Вот, например, Койле подслушивает разговоры через дыру в подвале и потом доносит на соседей полевой жандармерии, а жена его настолько пронемецки настроена, что ходит со всеми немцами в кино и там, в темноте, позволяет делать с собой все что угодно. Она работает в «Зимней помощи», ворует там сало и бобы, наживаясь на перепродаже, а врачи вынуждены запретить детям есть суп, потому что от этого супа у детей понос.

Родители говорят детям: «Вот кончится война, и англичане привезут нам белый хлеб и шоколад». И те спрашивают: «А что это такое?»

Ходят слухи, что на Гитлера было покушение, что там у них началась революция, что в Гамбурге, Берлине и Киле идут уличные бои, что матросы уничтожают свое оружие и армия выступила против эсэсовцев; говорят, там такая же революция, как была в восемнадцатом году, ну тогда уж войне конец.

Но все это оказалось неправдой: Гитлер жив, не было никакой революции, как в восемнадцатом году, и война вовсе не кончилась, — немцы отобрали у владельцев последние автомашины и запустили первый «Фау-1».

Все слушают английское радио, хотя из приемника доносится лишь непрерывное «ту-ту-ту», а если еще прибавить это «ту-ту-ту» в головах слушателей, то можно себе представить, какие рождаются слухи.

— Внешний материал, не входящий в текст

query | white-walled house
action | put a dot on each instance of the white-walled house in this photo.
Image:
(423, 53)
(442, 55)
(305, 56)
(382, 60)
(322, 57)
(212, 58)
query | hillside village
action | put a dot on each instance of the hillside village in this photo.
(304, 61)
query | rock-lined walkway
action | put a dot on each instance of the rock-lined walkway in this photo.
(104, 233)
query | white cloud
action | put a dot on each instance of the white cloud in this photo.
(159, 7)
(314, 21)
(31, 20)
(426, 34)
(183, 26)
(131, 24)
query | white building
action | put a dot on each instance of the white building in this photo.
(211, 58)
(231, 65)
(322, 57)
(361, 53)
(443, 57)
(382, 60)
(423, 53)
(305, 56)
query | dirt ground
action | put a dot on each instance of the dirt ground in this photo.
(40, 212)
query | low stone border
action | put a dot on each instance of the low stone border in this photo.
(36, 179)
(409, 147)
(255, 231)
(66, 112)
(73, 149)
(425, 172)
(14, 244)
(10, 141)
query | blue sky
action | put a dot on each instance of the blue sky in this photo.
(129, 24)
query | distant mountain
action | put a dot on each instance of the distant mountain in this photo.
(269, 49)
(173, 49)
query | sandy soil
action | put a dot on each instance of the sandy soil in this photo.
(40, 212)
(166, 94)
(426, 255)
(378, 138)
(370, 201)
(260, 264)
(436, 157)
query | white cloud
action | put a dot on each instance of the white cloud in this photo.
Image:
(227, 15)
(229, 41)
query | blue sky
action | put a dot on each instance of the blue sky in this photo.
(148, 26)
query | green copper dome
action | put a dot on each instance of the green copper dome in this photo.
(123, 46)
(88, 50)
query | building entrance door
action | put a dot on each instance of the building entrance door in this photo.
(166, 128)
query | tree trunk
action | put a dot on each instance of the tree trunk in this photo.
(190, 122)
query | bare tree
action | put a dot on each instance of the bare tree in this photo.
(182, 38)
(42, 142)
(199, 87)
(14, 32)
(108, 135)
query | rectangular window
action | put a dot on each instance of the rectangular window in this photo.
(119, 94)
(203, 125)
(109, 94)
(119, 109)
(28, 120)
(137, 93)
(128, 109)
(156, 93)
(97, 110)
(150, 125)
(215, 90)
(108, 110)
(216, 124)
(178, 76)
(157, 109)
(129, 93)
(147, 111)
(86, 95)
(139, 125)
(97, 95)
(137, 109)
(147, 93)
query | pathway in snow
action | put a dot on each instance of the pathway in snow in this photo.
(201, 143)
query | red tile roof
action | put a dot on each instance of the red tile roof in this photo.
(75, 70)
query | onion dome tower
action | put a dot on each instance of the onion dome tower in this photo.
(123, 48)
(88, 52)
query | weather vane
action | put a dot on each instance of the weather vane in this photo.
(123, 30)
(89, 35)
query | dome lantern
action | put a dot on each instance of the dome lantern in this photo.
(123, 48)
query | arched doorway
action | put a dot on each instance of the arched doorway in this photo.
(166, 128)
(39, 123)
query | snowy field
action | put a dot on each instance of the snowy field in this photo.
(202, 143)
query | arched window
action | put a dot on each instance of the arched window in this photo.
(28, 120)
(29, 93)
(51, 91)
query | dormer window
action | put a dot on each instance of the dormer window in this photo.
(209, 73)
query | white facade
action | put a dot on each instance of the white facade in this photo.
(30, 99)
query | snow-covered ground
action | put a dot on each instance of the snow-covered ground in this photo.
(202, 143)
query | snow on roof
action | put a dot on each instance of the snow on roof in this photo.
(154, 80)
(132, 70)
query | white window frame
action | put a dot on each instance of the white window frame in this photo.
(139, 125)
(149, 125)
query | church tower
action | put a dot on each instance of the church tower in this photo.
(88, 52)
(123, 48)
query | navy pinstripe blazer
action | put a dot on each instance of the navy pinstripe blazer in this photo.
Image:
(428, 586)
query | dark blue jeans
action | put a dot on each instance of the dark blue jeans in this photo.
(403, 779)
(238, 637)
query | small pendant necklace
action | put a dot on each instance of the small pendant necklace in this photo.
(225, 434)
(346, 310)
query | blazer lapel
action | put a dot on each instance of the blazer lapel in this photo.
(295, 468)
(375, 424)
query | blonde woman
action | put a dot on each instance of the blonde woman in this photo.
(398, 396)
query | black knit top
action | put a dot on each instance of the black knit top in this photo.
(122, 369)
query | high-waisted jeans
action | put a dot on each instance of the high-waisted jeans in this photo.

Трес с крестьянской фермы неподалеку, которая знала о существовании радио только понаслышке и ходила вечно вымазанная коровьим дерьмом, а нынче носит шелковые чулки, тоже купила себе радиоприемник, и, когда Черчилль сказал, что «завтрашний день принесет решающую победу», она принялась рассказывать всем: «Они придут завтра! Черчилль это сказал!» На следующий день все заперли двери на засовы и забрались в подвалы.